This topic has been brought up numerous times before, but I wanted to take a shot at another solution, because I think there is still room for improvement, and I wanted a simple example to experiment with some new VB9 functionality.
Here are a bunch of links to the most recent information on the problem and a bunch of potential solutions. By spelunking through these, you ought to be able to find a solution in any language you like, and every possible combination of algorithms.
Probably the simplest example of sorting above is the following Python program which originally came from a comment posted to Ned Batchelder’s blog above…

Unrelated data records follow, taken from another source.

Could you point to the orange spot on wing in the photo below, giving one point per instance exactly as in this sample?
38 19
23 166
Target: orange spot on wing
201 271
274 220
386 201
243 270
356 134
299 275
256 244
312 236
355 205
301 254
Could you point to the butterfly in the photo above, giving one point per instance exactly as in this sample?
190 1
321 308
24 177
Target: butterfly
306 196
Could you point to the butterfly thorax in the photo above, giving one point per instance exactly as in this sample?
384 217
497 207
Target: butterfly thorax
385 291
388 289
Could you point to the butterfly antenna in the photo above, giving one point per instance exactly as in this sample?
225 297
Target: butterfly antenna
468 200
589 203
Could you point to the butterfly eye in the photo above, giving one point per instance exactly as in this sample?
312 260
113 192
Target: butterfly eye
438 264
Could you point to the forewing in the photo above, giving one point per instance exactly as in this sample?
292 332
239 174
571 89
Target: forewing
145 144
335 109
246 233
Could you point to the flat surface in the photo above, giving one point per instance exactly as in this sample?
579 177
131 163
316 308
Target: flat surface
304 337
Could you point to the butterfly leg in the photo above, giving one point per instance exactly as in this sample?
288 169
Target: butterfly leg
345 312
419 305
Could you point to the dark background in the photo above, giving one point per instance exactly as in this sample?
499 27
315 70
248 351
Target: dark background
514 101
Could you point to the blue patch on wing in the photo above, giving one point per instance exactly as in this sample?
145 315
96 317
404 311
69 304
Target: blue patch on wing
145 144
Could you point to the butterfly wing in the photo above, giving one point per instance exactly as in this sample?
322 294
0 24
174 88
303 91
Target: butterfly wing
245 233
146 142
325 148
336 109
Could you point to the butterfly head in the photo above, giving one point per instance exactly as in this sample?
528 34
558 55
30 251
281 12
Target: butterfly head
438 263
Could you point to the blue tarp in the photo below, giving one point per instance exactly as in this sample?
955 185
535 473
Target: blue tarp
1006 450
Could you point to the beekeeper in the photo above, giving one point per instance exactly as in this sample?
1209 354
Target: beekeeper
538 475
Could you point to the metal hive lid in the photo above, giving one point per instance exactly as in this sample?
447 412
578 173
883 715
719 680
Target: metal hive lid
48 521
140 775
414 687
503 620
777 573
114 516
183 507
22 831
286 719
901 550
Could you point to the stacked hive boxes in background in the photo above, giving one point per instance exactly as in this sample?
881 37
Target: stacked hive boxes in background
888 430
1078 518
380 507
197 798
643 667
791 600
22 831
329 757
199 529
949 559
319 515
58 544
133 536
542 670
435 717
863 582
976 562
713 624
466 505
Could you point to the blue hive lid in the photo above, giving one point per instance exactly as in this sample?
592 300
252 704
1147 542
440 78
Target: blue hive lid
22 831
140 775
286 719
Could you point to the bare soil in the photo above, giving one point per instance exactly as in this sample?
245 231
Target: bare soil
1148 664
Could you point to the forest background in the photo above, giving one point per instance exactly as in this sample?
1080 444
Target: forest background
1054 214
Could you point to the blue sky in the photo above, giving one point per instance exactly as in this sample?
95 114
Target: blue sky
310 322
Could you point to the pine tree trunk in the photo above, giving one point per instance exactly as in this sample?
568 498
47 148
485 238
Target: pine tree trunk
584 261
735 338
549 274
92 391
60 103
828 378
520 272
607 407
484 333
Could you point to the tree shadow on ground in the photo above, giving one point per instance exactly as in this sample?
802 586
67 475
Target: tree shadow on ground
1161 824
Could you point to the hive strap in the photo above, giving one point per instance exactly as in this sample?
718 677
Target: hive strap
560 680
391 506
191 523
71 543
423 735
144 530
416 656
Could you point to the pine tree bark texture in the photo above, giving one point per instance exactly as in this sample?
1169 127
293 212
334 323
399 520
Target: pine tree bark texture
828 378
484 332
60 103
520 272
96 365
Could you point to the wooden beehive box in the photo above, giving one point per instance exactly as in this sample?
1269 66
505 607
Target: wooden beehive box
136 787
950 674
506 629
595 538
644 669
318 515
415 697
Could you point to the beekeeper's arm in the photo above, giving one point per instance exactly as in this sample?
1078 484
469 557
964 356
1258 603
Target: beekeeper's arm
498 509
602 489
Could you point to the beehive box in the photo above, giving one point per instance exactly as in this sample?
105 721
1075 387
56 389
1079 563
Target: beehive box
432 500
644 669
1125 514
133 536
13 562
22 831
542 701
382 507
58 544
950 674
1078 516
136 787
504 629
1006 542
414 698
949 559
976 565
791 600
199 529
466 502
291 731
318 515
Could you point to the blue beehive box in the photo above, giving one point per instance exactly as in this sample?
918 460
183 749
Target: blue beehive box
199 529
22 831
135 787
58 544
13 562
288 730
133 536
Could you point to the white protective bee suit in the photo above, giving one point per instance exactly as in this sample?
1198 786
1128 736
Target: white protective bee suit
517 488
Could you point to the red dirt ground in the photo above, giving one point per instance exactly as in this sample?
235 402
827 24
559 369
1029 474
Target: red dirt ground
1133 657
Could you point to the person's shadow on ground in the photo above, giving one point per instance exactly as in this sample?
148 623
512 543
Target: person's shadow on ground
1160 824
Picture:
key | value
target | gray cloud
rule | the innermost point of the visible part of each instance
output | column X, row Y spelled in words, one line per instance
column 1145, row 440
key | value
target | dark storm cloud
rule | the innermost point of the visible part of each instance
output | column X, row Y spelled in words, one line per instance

Ian Griffiths was even able to more or less duplicate this solution in C# 3 by writing a couple of general purpose utility functions. After a little cleanup, it looks like this…
One problem with Ian’s solution is that it doesn’t do an in-place sort, which makes it not quite a fair comparison with the original. Also, OrderBy uses deferred execution, so you must be careful when comparing the performance that you force the sort to happen (e.g. Call List.GetEnumerator().GetNext())
Of course, if it’s fair to write a missing EnumerableComparer class, then why not just implement a NaturalComparer, which would make the resulting code even simpler…
lst.OrderBy(s => s, NaturalComparer.CurrentCultureIgnoreCase);
This seems to give you the best solution with the added flexibility of working with OrderBy and Sort. (Interestingly, OrderBy often seems to be slightly faster than Sort, which seems strange considering that Sort doesn’t have to allocate an entirely new structure to contain the results.)
Before I show you my implementation for NaturalComparer, here are some problems found in most of the previous solutions I’ve seen.
- They often rely on converting sequences of numeric characters to integers or some other numeric type. This is completely unnecessary, and if you think about what must be going on behind the scenes, fairly costly. Maybe I’ll post an article on how to convert strings to integers so that you can get an appreciation for how much work is going on behind that seemingly innocent call to int.Parse.
- Even if converting to Integers were a good idea, it wouldn’t be advisable to throw and catch exceptions repeatedly as part of the algorithm. This can be fixed by using int.TryParse in the code above, but there is no point since we don’t want to go down that road at all because…
- Converting to Integers doesn’t work for larger sequences of Strings. For example, try calling ToInt(new String(‘1’, 500) and see what happens.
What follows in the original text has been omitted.